What is most shocking is the call for patriotism from the government and the Brazilian elite, asking the masses not to denounce this charade and not to demand any improvement of their conditions of life and work. According to them, the whole country must unite behind the national team and shows pride in the “development” driven by the World Cup. The bourgeois leaders from the so-called Workers Party (that has been in power since 2002) only see the thin layer of rich capitalists around them as they ignore the workers, peasants and the poor from the favelas—cities in the hills surrounding the big cities like Sao Paulo and Rio de Janeiro.

The social cleansing of neighbourhoods around the stadiums have displaced nearly 250,000 people who have been expelled under the threat of police and officials, who marked the houses of the to be expelled residents with paint like we do with trees to be felled in a forest. Already, in June 2013, the largest demonstrations in 20 years were held in Brazil against the increase of transit rates, which added to the general increase in cost of living. These protests were forcefully suppressed, as is the norm in Brazil. This year saw a similar repression against public transport workers, who went on strike against the advice of their union leaders and offered free transportation on certain days. Teachers have also gone on strike to highlight the lack of resources for their students, while the government released the check book for FIFA.

As the Independent Popular Front of Rio de Janeiro—one of the many organizations fighting for a revolutionary change in the country—says: “More worrisome than the orchestrated campaign to discredit those who criticize the World Cup is the movement orchestrated by the Brazilian State to expand the repressive apparatus aiming to stifle the protests during the mega event—and most likely, after. This movement has acted on two fronts: legislative and other overt (military and police). The bills that aim to create the crime of terrorism in Brazil create legal loopholes so that the judiciary can frame social movements and protesters as terrorists.”

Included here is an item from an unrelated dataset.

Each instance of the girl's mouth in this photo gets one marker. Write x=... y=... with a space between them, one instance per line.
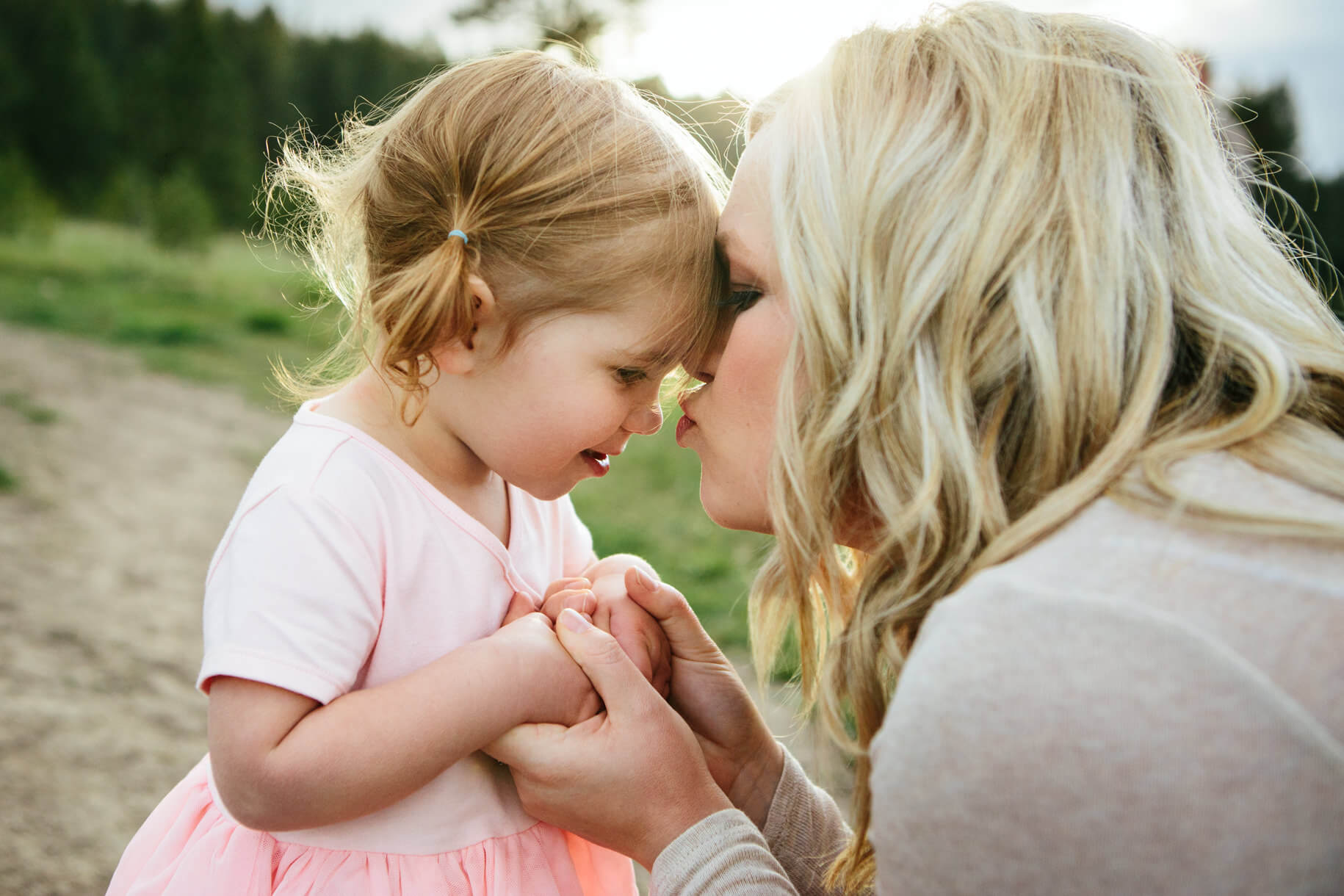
x=599 y=463
x=683 y=426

With an impunity worthy of the worst moments of the dictatorship that lasted from 1964 to 1985, military police massively invaded slums for allegedly chasing drug traffickers, but these are still benefiting from the World Cup as from the sexual exploitation of Brazilian women forced to serve rich tourists. Chasing drug traffickers is an excuse for the police to control outbreaks of resistance where racial and sexual oppression, as well as social exclusion, are experienced every day, away from glittering shopping malls and Petrobras’ offices.

Here is an account of one such operation in Manguinhos: “About a hundred families occupied an (empty) warehouse behind the library Parque de Manguinhos. Military police tried to forcibly remove the families. Faced with resistance from residents, police fired tear gas and shock grenades; population responded with a hail of rocks and bottles. Then the police started shooting with firearms. Several people were injured. Four young people were shot. One is in serious condition. This is the criminalization of poverty and social movements, struggles and occupations.”

The days leading up to the opening of the World Cup witnessed thousands of indigenous people from Amazonia protesting the theft of their land and the large-scale deforestation for the benefit of food companies and large landowners. Brazil is the country with the highest number of murders and disappearances of environmental activists, because of its immense forest and farmland and strong protests from the landless—the poor peasants and indigenous peoples.

Like any aspect of social life, sport is organized according to the needs of capital. Instead of encouraging the popular practice of the wonderful sport that soccer is, FIFA, with the complicity of governments and capitalists, makes it a market spectacle with bad consequences for the masses: impoverishment, expulsions, racism, sexism, and large-scale repression.

Doubtless all the struggles that have recently emerged in Brazil have strengthened the experience of the revolutionary masses. They now are aware that the so-called “development” supported by Lula’s and Rousseff’s Workers Party is not for them. That the central power is not theirs, but that of a rising bourgeoisie allied with the big imperialist powers.